Novel Dual Mechanism GRT-X Agonist Acting on Kv7 Potassium Channel/Translocator Protein Receptor Prevents Motoneuron Degeneration Following Exposure to Mouse and Human Amyotrophic Lateral Sclerosis/Frontotemporal Dementia Astrocyte-Conditioned Media

Amyotrophic lateral sclerosis (ALS) and frontotemporal dementia (FTD) form a continuous spectrum of aggressive neurodegenerative diseases affecting primarily motoneurons (MNs) and cortical frontotemporal neurons. Noncell autonomous mechanisms contribute to ALS/FTD, wherein astrocytes release toxic factor(s) detrimental to MNs. Because of the multifactorial nature of ALS, single-pathway-focused therapies have limited effectiveness in improving ALS. Therefore, novel combinatorial therapies are currently being pursued. Here, we evaluated whether the simultaneous activation of two complementary targets, the voltage-gated potassium channels 7.2/3 (Kv7.2/3) and the mitochondrial translocator protein (TSPO), by a novel synthesized compound (GRT-X) is an effective neuroprotective treatment in ALS in vitro models. We exposed primary rat ventral spinal cord neuronal cultures and rat spinal cord organotypic cultures to astrocyte-conditioned medium derived from primary mouse ALS astrocytes expressing mutant human SOD1 (SOD1^G93A-ACM) or from human-induced pluripotent stem cell (iPSC)-derived astrocytes carrying an ALS-causing mutation in SOD1 (SOD1^D90A-ACM) or an ALS/FTD-causing mutation in TDP-43 (TDP43^{A90 V}-ACM).

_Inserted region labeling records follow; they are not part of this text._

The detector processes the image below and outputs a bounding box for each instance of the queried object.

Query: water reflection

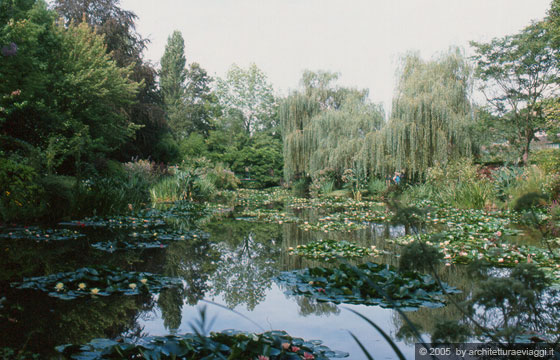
[0,207,560,359]
[209,220,282,310]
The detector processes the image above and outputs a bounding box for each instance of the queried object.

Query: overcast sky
[121,0,550,109]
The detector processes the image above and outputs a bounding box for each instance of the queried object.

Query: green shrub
[368,178,387,198]
[124,159,167,184]
[444,179,495,209]
[73,176,149,216]
[309,168,335,197]
[205,163,241,190]
[422,159,497,209]
[151,134,180,164]
[179,133,208,161]
[0,158,43,221]
[532,149,560,174]
[292,177,311,197]
[505,165,553,209]
[401,183,440,203]
[40,175,76,221]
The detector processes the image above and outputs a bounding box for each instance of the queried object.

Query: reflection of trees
[158,288,183,331]
[394,265,560,343]
[296,296,340,316]
[206,221,281,310]
[0,290,153,358]
[162,239,219,310]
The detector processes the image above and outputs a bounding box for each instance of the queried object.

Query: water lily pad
[57,330,349,360]
[276,262,459,308]
[11,267,182,300]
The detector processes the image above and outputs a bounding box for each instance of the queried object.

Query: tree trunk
[521,130,535,166]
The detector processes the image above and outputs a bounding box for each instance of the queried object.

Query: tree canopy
[0,1,140,172]
[471,22,560,163]
[216,64,276,135]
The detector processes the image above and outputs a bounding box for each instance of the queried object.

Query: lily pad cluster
[277,262,459,308]
[129,229,210,241]
[11,267,182,300]
[57,330,348,360]
[91,229,210,252]
[237,190,392,233]
[0,227,85,241]
[288,239,381,261]
[59,216,165,229]
[388,202,560,279]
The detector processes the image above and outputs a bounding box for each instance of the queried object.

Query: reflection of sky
[139,283,414,359]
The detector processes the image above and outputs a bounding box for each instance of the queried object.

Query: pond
[0,198,556,359]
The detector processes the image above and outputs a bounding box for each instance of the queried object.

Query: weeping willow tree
[278,93,319,181]
[378,49,474,174]
[279,49,474,181]
[279,72,384,181]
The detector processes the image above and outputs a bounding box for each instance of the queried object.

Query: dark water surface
[0,210,494,359]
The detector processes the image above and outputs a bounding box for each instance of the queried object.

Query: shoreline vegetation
[0,0,560,360]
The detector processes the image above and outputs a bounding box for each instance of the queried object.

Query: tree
[185,63,221,136]
[53,0,173,161]
[471,22,560,164]
[159,30,187,135]
[384,49,476,175]
[217,64,276,135]
[53,0,147,66]
[0,1,139,173]
[279,71,384,181]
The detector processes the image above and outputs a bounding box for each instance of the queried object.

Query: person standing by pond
[393,171,401,186]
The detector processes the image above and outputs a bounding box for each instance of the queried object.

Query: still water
[0,208,471,359]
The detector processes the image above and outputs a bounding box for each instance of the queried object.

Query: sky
[121,0,551,110]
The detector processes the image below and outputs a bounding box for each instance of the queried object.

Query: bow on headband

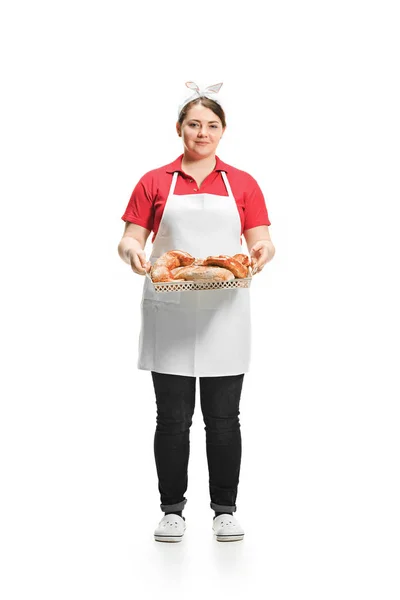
[185,81,222,96]
[178,81,222,114]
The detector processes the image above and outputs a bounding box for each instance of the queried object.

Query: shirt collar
[165,154,229,175]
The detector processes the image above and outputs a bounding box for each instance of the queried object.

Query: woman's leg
[200,373,244,513]
[151,371,196,513]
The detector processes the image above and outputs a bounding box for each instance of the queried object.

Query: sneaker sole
[154,535,183,542]
[214,533,244,542]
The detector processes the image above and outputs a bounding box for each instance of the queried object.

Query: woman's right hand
[128,248,151,275]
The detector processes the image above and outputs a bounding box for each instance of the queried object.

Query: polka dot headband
[178,81,222,116]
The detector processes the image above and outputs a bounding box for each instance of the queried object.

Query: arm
[118,221,151,275]
[243,225,275,273]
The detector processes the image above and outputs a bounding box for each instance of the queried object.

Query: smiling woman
[118,82,275,541]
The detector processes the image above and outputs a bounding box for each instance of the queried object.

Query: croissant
[150,250,250,282]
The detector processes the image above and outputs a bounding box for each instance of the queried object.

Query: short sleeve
[243,175,271,231]
[121,174,154,231]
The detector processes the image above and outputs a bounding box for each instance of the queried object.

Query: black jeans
[151,371,244,512]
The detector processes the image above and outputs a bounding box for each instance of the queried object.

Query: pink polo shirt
[121,154,271,242]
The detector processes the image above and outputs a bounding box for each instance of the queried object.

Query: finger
[131,255,146,275]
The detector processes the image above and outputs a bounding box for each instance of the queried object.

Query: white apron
[137,171,251,377]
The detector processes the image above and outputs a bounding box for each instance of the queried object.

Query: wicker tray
[146,267,253,293]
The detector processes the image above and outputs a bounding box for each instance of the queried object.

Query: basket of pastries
[146,250,252,293]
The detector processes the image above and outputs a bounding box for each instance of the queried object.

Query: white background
[0,0,400,600]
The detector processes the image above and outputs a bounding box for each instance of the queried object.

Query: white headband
[178,81,222,116]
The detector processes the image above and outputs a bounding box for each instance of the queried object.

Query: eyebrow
[189,119,219,123]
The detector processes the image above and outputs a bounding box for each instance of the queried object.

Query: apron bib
[137,171,251,377]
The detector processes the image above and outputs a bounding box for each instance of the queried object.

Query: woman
[118,82,275,542]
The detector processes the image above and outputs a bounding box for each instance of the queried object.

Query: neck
[182,153,217,171]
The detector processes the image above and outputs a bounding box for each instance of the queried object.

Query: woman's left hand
[250,240,274,275]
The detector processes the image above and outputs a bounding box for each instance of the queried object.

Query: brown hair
[178,96,226,128]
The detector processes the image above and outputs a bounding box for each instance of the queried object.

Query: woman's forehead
[186,104,221,121]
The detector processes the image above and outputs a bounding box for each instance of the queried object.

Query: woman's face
[176,104,225,160]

We report that the diverse human and mouse ALS/FTD-ACMs compromise the MN viability. Remarkably, GRT-X led to consistent protection of MNs. Moreover, ALS/FTD-ACM increases oxidative stress levels, which are prevented with GRT-X treatment. Together, we show that the complementary activation of TSPO and Kv7.2/3 may offer a novel therapeutic strategy for ALS/FTD due to its capacity to protect MNs from noncell-autonomous toxicity induced by diseased astrocytes.

GRT-X; amyotrophic lateral sclerosis; astrocyte conditioned medium; frontotemporal dementia; motoneuron death; oxidative and excitotoxity stress.